There is an epidemic of AIDS engulfing much of Africa, especially sub-Saharan Africa. In some African countries it is estimated that 40% of the working-age population has contracted HIV, with younger and more successful workers being most likely to be affected. However, this is never uniform across a population; 40% of a whole African country will mean there are areas where virtually everyone has contracted HIV/AIDS. The worst affected countries include Swaziland, Botswana, Zimbabwe and Lesotho. In places like these, village after village has no young adults left. The scale of the problem is overwhelming.
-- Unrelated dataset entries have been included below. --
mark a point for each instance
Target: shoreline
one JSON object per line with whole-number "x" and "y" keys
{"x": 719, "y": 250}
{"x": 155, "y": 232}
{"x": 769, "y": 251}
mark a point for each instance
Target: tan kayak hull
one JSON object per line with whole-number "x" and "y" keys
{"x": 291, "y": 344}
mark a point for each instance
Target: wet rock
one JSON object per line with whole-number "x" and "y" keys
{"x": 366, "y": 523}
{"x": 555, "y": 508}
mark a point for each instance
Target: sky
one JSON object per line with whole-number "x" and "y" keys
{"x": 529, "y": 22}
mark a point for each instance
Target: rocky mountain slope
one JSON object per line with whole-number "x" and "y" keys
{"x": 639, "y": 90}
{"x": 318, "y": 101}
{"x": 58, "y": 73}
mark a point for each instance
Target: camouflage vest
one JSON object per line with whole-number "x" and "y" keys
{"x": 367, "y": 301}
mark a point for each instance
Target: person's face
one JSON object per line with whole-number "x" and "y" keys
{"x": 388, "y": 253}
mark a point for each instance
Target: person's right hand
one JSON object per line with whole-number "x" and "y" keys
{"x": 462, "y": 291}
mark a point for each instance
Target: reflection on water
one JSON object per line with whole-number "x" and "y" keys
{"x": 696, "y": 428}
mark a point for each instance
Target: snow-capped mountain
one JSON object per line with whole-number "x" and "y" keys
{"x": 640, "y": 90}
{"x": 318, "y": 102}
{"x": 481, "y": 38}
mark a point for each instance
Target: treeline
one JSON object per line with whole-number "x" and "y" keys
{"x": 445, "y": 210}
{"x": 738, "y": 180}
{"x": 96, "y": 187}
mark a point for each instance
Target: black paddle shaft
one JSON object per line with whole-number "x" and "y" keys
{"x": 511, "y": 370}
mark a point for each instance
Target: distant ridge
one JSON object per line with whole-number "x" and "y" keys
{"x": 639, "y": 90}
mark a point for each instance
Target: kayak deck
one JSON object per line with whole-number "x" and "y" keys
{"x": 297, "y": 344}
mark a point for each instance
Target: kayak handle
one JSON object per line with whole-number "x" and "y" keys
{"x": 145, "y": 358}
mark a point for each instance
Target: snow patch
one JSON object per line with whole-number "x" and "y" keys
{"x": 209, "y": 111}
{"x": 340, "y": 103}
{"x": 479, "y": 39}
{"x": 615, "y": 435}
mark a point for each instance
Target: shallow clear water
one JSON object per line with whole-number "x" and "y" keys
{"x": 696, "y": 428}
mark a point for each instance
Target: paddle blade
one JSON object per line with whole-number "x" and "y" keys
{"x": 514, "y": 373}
It is hard to know how to approach such a situation. SOS Children has developed a strategy for AIDS orphans in Africa where we do not move children from their familiar background but strengthen their community to look after them. SOS has projects helping more than 52,000 African children orphaned by AIDS in more than twenty African countries, and is growing as fast as you allow us to. We are continually improving our approach with the exchange of experience and best practice. Details of more established projects, such as all our Children's Villages in Africa can be found on our Africa Pages. More about our AIDS orphan programmes are divided into Central and East Africa AIDS Orphan projects and Southern Africa AIDS orphan projects.

HIV in Zambia

Inevitably many of those affected are the parents of young children. When parents start to develop full-blown AIDS, they cannot work and need to be looked after. But the situation is so bad that in parts of Africa no adults are able to help. The children not only have the distress of seeing their parents become weaker and weaker but they no longer have anyone providing for them and often have to try to help care for their parents. It is not unusual to find very young children or some of their brothers and sisters, with AIDS (about half of all children of HIV-affected African mothers end up with AIDS themselves), orphaned and caring for toddlers. It is estimated that 90% of the world’s HIV-infected children live in Africa, and more than half a million die of AIDS each year.

AIDS in Africa: the way forward?

So is this a hopeless situation? No, it is tragic but not hopeless. At present, for those infected with HIV/AIDS all we can try to ensure is that they are loved and cared for as they grow weaker. For the many young children in Africa who do not have HIV/AIDS, we can make a huge difference. The difference between love and abandonment, between a group of young children scavenging for scraps and a small child-led family with adequate nourishment and even the chance of school.